Open Source

We publish datasets, models, code, and evaluation resources to support research on how AI systems behave in practice.

These artifacts are designed to surface failure modes that emerge when models interact with tools, operate over time, and rely on retrieval, compression, and imperfect objectives.

// Code & Benchmarks

ML Research Benchmark

A benchmark suite for evaluating AI agents on real machine learning research tasks, with 7 competition-level challenges from NeurIPS, ICML, and CoNLL plus task definitions, a baseline agent, and evaluation infrastructure.

AlgorithmicResearchGroup/ML-Research-Agent

ARIA Benchmark

Five closed-book benchmarks probing the ML knowledge that frontier models have internalized during training, covering dataset recognition, model classification, and metric recall across the ML landscape.

AlgorithmicResearchGroup/ARIA

DeltaMLBench

A benchmark for measuring whether AI agents can improve on published ML research, focused on the gap between implementing known approaches and discovering better ones.

Neural Architecture Search

A recursive reasoning model that ranks architectures by predicted performance and guides search, achieving 8-10x sample efficiency over random search with zero-shot transfer across datasets.

AlgorithmicResearchGroup/NAS-public

Epsilon

An open-source runtime for structured agent workloads with eight orchestration topologies, ZeroMQ-backed task brokering, deterministic reducers, and a population search mode for recursive improvement loops.

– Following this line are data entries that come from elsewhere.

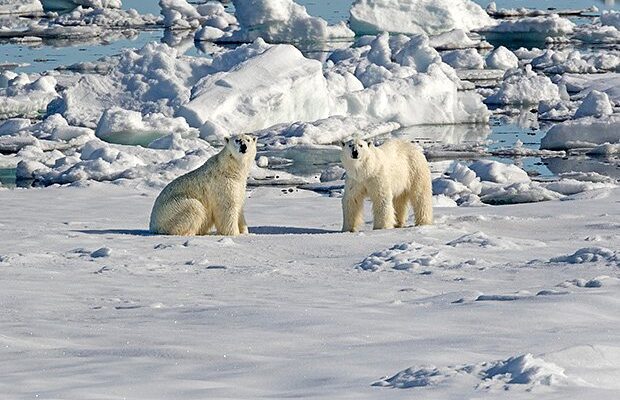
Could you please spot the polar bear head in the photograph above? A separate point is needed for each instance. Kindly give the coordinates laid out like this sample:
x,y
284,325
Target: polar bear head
x,y
355,151
242,146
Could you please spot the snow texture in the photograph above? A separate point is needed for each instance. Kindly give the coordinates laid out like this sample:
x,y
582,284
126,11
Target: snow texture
x,y
431,17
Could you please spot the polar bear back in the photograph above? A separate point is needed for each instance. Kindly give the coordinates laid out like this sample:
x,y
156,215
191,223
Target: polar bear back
x,y
403,162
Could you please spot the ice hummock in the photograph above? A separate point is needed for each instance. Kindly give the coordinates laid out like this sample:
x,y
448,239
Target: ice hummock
x,y
282,21
431,17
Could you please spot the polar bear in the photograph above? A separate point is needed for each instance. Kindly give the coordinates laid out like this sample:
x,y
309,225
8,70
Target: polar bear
x,y
392,176
212,195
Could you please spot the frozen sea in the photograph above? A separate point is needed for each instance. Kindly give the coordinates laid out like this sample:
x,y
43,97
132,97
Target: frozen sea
x,y
512,293
504,132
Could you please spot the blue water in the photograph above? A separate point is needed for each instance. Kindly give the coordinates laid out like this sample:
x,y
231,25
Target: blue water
x,y
52,54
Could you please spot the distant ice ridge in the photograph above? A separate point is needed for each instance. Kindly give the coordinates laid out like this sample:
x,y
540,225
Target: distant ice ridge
x,y
19,7
268,85
551,25
282,21
492,182
526,371
430,17
257,86
21,96
524,86
588,132
98,15
211,17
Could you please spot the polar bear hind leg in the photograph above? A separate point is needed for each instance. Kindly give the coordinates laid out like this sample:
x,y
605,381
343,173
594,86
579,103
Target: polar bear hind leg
x,y
243,227
383,210
352,207
422,203
227,223
181,217
401,208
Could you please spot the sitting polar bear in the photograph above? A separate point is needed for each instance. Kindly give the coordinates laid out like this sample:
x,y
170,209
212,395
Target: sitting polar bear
x,y
392,176
212,195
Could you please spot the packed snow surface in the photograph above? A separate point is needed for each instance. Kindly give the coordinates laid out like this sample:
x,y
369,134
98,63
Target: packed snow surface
x,y
100,302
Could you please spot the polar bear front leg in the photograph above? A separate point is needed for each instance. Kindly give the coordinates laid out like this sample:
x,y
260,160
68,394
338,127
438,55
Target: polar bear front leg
x,y
382,209
352,207
243,227
401,206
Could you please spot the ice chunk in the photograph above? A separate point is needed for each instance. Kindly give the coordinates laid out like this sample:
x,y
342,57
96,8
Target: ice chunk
x,y
463,59
22,97
131,127
30,7
595,104
282,21
416,16
502,58
523,86
455,39
585,132
552,25
494,171
276,86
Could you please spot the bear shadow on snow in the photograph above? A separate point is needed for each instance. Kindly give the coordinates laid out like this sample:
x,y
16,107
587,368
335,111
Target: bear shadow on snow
x,y
288,230
256,230
134,232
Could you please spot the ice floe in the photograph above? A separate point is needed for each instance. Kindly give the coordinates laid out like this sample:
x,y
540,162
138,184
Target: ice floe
x,y
431,17
278,21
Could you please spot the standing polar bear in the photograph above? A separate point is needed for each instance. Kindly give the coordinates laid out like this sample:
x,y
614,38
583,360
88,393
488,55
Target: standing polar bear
x,y
392,176
212,195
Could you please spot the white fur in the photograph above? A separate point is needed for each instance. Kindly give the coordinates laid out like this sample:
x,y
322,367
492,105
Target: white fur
x,y
393,176
212,195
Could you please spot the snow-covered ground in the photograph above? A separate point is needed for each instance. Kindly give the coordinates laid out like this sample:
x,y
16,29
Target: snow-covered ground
x,y
95,307
512,293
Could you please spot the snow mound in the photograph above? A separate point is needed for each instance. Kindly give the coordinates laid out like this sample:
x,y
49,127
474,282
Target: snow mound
x,y
404,256
552,25
282,21
19,7
523,371
502,58
585,132
431,17
516,193
463,59
595,104
611,18
152,79
26,98
588,254
276,86
494,171
481,239
455,39
179,14
210,16
523,86
410,257
131,127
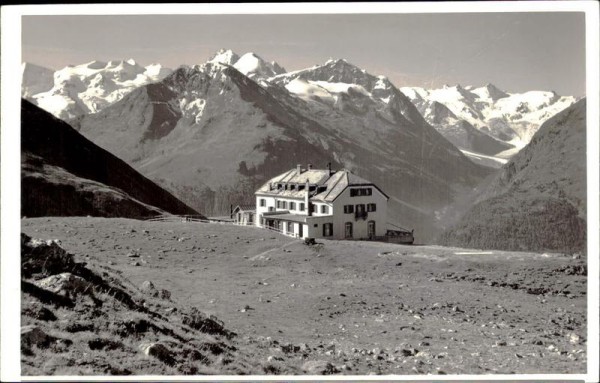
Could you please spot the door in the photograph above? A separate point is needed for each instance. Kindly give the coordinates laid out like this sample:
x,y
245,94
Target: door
x,y
371,229
348,233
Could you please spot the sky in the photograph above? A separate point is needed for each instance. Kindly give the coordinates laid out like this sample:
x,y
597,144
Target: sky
x,y
517,52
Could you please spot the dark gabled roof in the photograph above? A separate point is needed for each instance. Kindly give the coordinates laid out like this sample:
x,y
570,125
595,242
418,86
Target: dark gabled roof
x,y
335,183
339,181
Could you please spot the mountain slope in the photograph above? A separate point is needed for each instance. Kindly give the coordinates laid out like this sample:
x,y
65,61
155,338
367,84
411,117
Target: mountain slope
x,y
209,131
35,79
89,87
502,122
538,201
62,173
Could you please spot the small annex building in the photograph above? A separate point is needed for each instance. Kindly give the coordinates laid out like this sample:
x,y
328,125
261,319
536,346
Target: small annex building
x,y
244,214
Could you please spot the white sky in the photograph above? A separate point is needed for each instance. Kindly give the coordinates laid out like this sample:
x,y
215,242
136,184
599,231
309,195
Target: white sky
x,y
515,51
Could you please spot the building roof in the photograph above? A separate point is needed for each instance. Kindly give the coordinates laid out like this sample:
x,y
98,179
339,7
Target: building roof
x,y
334,181
289,217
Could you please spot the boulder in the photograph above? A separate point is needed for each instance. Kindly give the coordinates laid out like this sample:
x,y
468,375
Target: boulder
x,y
319,367
158,351
34,336
149,289
65,284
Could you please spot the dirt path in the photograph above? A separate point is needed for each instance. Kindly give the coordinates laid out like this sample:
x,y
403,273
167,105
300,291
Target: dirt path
x,y
372,307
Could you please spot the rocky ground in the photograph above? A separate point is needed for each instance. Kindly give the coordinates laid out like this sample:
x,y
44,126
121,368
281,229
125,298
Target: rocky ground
x,y
339,307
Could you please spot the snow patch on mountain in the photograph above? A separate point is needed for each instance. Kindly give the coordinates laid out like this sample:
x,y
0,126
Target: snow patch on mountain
x,y
511,118
224,56
90,87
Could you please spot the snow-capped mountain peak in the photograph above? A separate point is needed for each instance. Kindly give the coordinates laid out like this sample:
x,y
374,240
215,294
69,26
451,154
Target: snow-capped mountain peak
x,y
35,79
87,88
508,118
254,66
490,92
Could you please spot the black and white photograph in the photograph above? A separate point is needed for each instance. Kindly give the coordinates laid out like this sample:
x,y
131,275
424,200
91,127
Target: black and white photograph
x,y
384,190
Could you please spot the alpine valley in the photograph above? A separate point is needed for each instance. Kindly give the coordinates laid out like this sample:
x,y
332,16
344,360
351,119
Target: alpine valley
x,y
212,133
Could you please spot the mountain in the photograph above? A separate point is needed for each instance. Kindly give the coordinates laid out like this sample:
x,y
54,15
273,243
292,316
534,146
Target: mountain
x,y
486,121
63,173
87,88
35,79
211,133
538,200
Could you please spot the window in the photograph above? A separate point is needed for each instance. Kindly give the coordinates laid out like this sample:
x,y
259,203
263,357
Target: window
x,y
371,229
360,212
361,192
327,229
348,231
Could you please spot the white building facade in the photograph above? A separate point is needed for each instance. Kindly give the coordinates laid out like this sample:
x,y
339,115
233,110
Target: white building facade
x,y
316,203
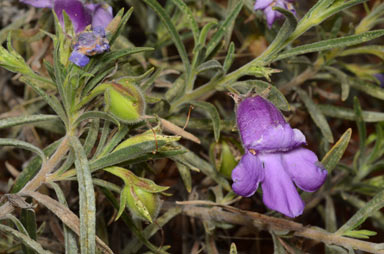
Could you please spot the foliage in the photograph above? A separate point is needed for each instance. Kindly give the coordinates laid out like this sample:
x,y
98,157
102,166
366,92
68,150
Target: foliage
x,y
87,158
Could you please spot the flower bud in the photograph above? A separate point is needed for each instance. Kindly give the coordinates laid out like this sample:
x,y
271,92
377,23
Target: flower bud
x,y
223,153
125,102
139,194
143,204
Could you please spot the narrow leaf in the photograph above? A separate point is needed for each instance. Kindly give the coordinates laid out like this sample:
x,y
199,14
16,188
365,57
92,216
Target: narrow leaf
x,y
316,115
334,155
25,239
28,119
221,31
172,31
332,43
215,117
86,199
23,145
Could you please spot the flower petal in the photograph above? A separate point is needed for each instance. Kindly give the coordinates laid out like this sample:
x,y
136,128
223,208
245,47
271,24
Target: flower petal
x,y
304,169
76,11
39,3
101,14
278,138
279,192
270,15
79,59
262,4
247,175
255,115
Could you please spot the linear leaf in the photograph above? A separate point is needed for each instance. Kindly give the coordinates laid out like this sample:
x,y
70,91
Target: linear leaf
x,y
65,215
52,101
191,20
19,120
259,86
23,145
229,57
316,115
172,30
216,38
185,174
28,219
92,136
25,239
334,155
210,65
376,203
213,113
121,24
33,167
87,199
348,114
332,43
125,154
98,115
69,236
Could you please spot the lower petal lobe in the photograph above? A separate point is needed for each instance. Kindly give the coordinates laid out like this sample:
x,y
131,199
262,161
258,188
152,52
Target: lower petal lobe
x,y
304,169
279,192
247,175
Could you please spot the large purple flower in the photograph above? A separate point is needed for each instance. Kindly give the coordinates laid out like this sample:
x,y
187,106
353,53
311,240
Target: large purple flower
x,y
80,14
88,43
272,15
380,78
274,157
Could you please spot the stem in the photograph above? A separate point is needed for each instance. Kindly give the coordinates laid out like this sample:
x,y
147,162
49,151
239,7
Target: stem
x,y
40,177
264,222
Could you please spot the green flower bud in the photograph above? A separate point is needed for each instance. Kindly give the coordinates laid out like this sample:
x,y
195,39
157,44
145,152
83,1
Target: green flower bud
x,y
139,194
223,154
125,102
143,204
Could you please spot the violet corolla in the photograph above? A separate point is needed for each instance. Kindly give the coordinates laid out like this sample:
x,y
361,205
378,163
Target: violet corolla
x,y
80,14
380,78
88,42
270,14
275,158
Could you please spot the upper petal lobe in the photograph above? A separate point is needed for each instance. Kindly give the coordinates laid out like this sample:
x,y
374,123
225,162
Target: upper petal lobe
x,y
101,14
247,175
278,138
39,3
304,169
76,11
279,192
262,4
254,116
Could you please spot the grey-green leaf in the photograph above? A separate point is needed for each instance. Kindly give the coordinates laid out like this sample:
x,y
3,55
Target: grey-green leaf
x,y
87,199
28,119
316,115
334,155
23,145
25,239
332,43
213,113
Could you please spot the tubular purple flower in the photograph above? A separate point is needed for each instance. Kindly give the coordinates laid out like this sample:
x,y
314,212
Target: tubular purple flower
x,y
274,158
81,15
76,11
89,43
270,14
380,78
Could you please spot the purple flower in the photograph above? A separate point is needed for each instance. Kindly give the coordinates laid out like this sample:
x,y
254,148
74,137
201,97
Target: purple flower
x,y
274,157
81,15
89,43
380,78
272,15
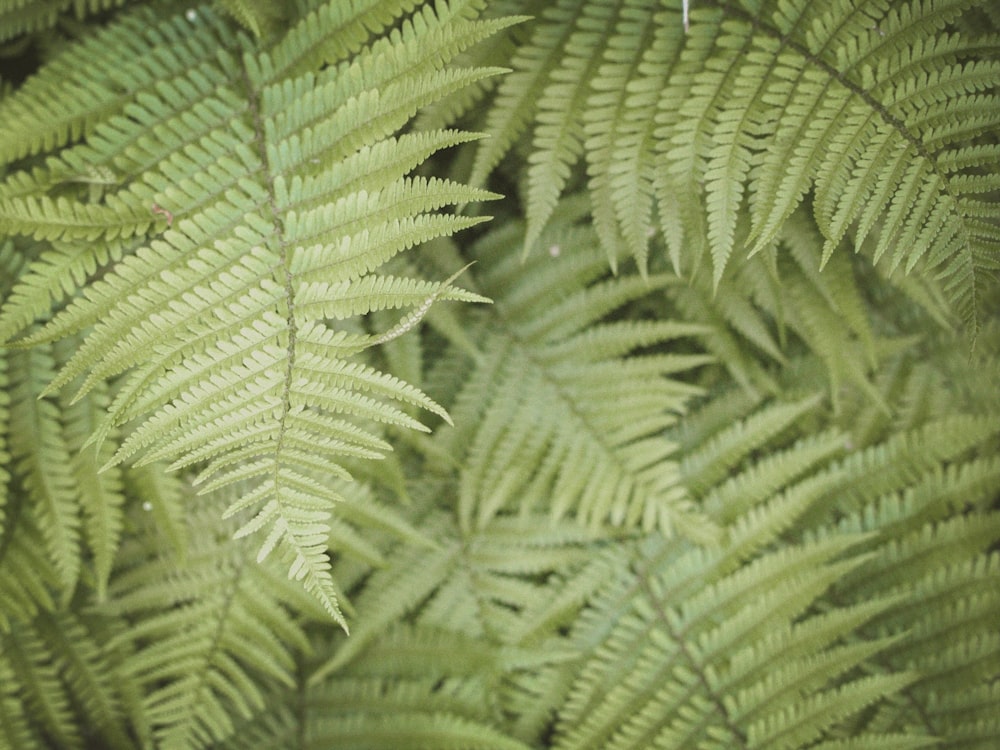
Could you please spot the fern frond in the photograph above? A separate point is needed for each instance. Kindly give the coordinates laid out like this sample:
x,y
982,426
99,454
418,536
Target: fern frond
x,y
879,112
43,463
198,634
258,163
550,391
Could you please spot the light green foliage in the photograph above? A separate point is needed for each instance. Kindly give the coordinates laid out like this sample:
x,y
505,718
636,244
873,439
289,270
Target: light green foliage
x,y
711,463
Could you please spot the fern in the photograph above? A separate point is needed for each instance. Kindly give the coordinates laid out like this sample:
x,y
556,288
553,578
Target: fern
x,y
699,476
876,111
254,360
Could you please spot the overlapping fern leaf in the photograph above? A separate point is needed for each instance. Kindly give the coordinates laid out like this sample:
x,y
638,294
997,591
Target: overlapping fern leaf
x,y
449,643
215,236
203,633
884,113
563,407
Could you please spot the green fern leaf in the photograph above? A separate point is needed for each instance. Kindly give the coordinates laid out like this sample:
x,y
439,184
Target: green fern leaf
x,y
206,318
549,391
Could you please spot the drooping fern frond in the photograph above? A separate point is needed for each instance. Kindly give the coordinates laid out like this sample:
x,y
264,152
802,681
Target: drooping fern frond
x,y
278,189
203,631
884,113
553,387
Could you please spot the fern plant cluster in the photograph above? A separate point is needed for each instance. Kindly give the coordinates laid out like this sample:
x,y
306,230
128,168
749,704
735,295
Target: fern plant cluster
x,y
707,455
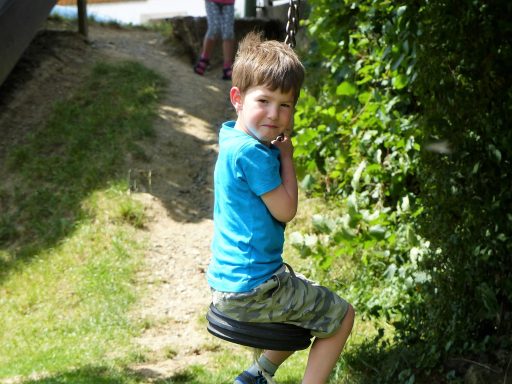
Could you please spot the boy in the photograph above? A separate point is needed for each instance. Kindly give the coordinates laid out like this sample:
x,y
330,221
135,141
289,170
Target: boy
x,y
255,194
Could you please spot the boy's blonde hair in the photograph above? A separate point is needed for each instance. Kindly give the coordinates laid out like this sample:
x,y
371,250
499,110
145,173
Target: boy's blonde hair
x,y
267,63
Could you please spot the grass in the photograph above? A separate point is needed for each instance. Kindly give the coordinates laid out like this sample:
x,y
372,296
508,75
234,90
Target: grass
x,y
70,245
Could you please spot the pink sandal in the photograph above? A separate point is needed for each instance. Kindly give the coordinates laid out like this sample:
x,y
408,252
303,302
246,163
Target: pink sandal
x,y
201,66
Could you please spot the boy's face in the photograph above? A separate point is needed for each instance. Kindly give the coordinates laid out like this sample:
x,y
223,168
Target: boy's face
x,y
263,113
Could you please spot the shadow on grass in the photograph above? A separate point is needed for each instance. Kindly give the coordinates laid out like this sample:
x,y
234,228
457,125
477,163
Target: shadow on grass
x,y
47,171
103,375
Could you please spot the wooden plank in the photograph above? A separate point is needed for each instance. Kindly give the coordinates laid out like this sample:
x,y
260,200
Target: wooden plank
x,y
19,22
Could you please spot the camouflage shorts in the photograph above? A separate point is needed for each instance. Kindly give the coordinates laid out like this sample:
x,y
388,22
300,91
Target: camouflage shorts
x,y
286,298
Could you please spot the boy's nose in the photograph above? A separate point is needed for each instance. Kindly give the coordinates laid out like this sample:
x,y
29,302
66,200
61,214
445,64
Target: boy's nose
x,y
273,113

AlgorithmicResearchGroup/epsilon

// Datasets

ArXiv DL Instruct Dataset

A dataset for studying how models interpret, follow, and generalize technical instructions derived from real research code, especially in research and agentic workflows.

AlgorithmicResearchGroup/ArXivDLInstruct (2.26 GB)

ArXiv Research Code Dataset

A large corpus of research code referenced directly in scientific papers, designed to study how models reason about, modify, and execute real-world code in complex software systems.

AlgorithmicResearchGroup/arxiv_research_code (21 GB)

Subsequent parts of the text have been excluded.